The United States subsequently forbade its own ships from operating on the coasts of the United Kingdom and France. On 7 November, these areas were defined as war zones where American ships were not allowed to operate. In practice, these two measures prevented Germany from trading with the United States. In contrast, the United Kingdom’s command of the sea enabled the Allies to trade with the United States.
Destruction of the German battleship Admiral Graf Spee
The German battleships Admiral Graf Spee and Deutschland attacked individual Allied merchant ships on the Atlantic Ocean. A British naval squadron commanded by Commodore Henry Harwood located the Admiral Graf Spee in international waters near the coast of South America on 14 December. Harwood’s squadron comprised one heavy and three light cruisers at the time.
In the ensuing battle, the German vessel suffered heavy enough losses that its commander, Captain Hans Langsdorff, considered it to be best to head for the port of Montevideo, the capital of Uruguay, for repairs. Harwood’s squadron, which had also taken damage, stayed within international waters to await the German ship.

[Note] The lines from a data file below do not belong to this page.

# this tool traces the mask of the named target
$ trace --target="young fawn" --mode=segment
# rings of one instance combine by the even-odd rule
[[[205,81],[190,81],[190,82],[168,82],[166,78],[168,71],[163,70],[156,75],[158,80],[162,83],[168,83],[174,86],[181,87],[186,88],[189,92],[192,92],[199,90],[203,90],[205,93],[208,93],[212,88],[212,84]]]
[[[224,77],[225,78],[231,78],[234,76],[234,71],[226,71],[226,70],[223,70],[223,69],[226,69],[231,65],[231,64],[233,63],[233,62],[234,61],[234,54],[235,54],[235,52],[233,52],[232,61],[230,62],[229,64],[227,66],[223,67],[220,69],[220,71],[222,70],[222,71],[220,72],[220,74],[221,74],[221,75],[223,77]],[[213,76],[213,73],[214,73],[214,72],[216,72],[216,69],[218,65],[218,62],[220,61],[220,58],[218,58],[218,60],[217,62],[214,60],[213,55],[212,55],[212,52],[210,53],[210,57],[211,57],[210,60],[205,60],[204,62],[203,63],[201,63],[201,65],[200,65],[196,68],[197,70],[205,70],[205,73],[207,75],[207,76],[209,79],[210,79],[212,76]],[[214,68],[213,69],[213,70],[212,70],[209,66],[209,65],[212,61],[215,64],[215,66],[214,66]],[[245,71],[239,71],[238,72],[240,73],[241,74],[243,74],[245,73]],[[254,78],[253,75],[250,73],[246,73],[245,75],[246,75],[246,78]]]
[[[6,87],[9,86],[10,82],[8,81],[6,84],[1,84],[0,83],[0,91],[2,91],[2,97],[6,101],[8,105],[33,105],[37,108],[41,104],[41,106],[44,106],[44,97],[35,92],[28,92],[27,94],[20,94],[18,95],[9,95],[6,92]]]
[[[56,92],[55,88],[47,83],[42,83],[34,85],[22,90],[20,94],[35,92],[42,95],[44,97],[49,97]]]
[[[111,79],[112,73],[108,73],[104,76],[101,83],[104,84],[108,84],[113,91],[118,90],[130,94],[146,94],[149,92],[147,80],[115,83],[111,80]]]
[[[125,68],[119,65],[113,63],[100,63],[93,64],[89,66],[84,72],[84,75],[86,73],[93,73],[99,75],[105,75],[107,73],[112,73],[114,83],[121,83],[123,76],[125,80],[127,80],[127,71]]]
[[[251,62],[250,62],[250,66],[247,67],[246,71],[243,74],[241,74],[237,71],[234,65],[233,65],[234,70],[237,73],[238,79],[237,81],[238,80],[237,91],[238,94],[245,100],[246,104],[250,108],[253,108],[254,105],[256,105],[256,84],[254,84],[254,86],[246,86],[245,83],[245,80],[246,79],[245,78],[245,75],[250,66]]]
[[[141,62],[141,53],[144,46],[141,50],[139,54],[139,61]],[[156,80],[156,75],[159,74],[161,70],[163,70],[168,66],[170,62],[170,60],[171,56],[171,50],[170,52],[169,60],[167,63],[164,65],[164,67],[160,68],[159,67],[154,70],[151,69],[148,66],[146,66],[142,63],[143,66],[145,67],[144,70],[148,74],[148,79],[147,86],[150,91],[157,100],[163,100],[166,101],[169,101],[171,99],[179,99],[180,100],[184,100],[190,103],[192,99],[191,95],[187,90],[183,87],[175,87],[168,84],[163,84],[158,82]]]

The Uruguayan authorities refused the request of the German vessel’s captain for a prolonged stay under the Hague Convention of 1907. The captain received instructions from Germany to scuttle his ship, which he did upon departing Montevideo on 17 December. Langsdorff shot himself three days later.
The British boarded the German ship Altmark in Norwegian territorial waters
The German vessel Altmark lying aground in a fjord in Norway on 24 February 1940. The Royal Navy had released the 300 prisoners of war on board the ship on 16 February 1940. Image: Popperfoto/Getty Images.
The crews of ships that had been destroyed by the battleship Admiral Graf Spee had been taken prisoner and transferred to a tanker that served as a support ship. The tanker was called Altmark. The vessel had departed on a journey home with the prisoners on board before the naval battle that took place off the coast of Uruguay. On 14 February, while travelling in Norwegian territorial waters, the vessel was spotted by a naval unit comprising British escort ships.
Despite the opposition of the Norwegians, the escort ship HMS Cossack arrived in Norwegian waters and cornered Altmark in a fjord called Jøssingfjord on 16 February. The British marines boarded the ship and freed the imprisoned British sailors, who numbered over 300.
The Altmark incident likely contributed to Hitler’s decision to conquer Norway. On 21 February, Colonel General Nikolaus von Falkenhorst was ordered by Hitler to prepare a plan for conquering Norway. Hitler’s order to conquer Denmark and Norway (Weisung für ”Fall Weserübung”) is dated 1 March 1940.